Known for her outspokenness and social conscience, Hull was the first Australian woman to go to jail for protesting against the Vietnam War. She was arrested at a demonstration in August 1970 when she intervened after witnessing the brutal treatment of a young woman by police. She was charged with offensive language and resisting arrest. When her subsequent appeal against the convictions failed, she was ordered to pay the fines or go to jail. On 12 November 1970, she began a 20-day jail sentence at Fairlea Women's Prison, after refusing to pay the imposed $100 in fines.

In August 1971, Hull helped to organise the National Women's Liberation Conference on Women and Work and Women and the Trade Unions at Melbourne University. In 1972, Hull was instrumental in establishing the Women’s Liberation Centre on Little Latrobe Street in Melbourne with other WAC members. She was also involved in the establishment of some of the groups that operated there, including the Women's Abortion Action Coalition and the Women's Health Collective. The latter, established in 1974, was a self-help clinic that was a forerunner of today's women's health services. Hull was determined to transform women's healthcare, including the provision of abortion rights and free contraception. She advocated strongly for the repeal of the anti-abortion laws and women's right to control their bodies. In 1973, she helped to establish the Abortion Trust Fund. This was a source of loans for women who would otherwise not have the funds to afford an abortion. In 1980, Hull published In Our Own Hands: A Women’s Health Manual. This book was a resource for readers that provided practical and accessible information on women's health issues, helped to demystify the health system, and enabled women to take greater control of their medical needs.

In 1986, Hull was one of the original campaigners who lobbied to retain Melbourne’s Queen Victoria Hospital at its Lonsdale Street Melbourne location for the women of Victoria. While ultimately unsuccessful in preventing the hospital's demolition and relocation to the Monash Medical Centre in Clayton, she was instrumental in the retention of one of its buildings for the Queen Victoria Women's Centre, which opened in 1996.

== Death and legacy ==
Hull died of heart disease on 16 June 2000 at South Caulfield, at the age of 85. She was survived by her three sons.

On 11 March 2004, Hull was inducted posthumously into the Victorian Honour Roll of Women and noted for dedicating her time and energy to the cause of women's liberation.

== Archives ==
The Papers of Bon Hull, formerly held by the Victorian Women's Liberation and Lesbian Feminist Archives, are now held by the University of Melbourne Archives. The Papers of Alva Geikie, held by the State Library of Victoria, also include articles by and about Bon Hull.

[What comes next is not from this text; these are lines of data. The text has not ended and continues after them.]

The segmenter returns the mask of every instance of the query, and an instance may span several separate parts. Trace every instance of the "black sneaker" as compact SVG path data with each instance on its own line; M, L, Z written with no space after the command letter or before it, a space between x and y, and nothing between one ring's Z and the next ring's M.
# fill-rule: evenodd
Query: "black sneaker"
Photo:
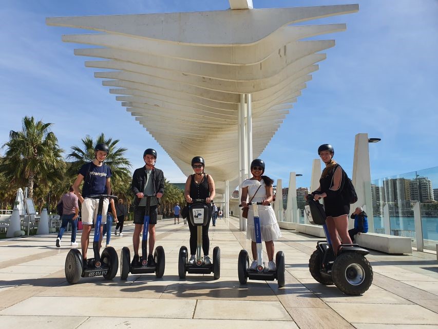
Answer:
M155 260L154 259L154 256L149 255L147 257L147 266L156 266L157 263L155 263Z
M132 258L132 261L131 262L131 266L132 267L140 266L139 259L138 255L134 255L134 257Z

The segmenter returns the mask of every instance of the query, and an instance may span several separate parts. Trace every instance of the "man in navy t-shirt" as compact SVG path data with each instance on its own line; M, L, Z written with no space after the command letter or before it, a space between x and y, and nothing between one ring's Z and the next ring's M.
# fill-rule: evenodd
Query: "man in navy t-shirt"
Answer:
M108 151L109 148L106 144L101 143L96 145L94 148L94 158L92 162L85 163L81 167L78 177L73 184L74 193L82 204L82 215L84 228L81 238L81 245L82 247L84 268L87 267L87 250L88 248L91 225L93 223L96 223L99 207L99 200L89 197L93 194L111 194L111 169L103 163L108 155ZM83 180L84 186L81 194L79 192L79 185ZM104 200L99 245L102 243L102 228L106 223L106 212L108 211L109 203L108 199Z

A folder of publications, The birth control industry, circa 1977, created by Hull, is included in the Carmel Shute collection at the State Library of Victoria. The State Library of South Australia holds the letters Hull wrote to her friend Barbara Polkinghorne. In these letters, Hull writes about women's health issues, the health care system, and her views on prostitution. A letter Hull wrote to the Minister for Health in 1977, Ralph Hunt, questioning the use of PGF2a in terminating pregnancies, is also included.

== Publications ==

- Hull, Bon. In Our Own Hands : A Women’s Health Manual. Melbourne: Hyland House, 1980. ISBN 0908090242
- Hull, Bon n.d. 'Women's rights and choices in healthcare. Address to the Women's Health Conference (1986: Launceston)' Iris (Hobart), no. Spring 1986, pp. 10–15.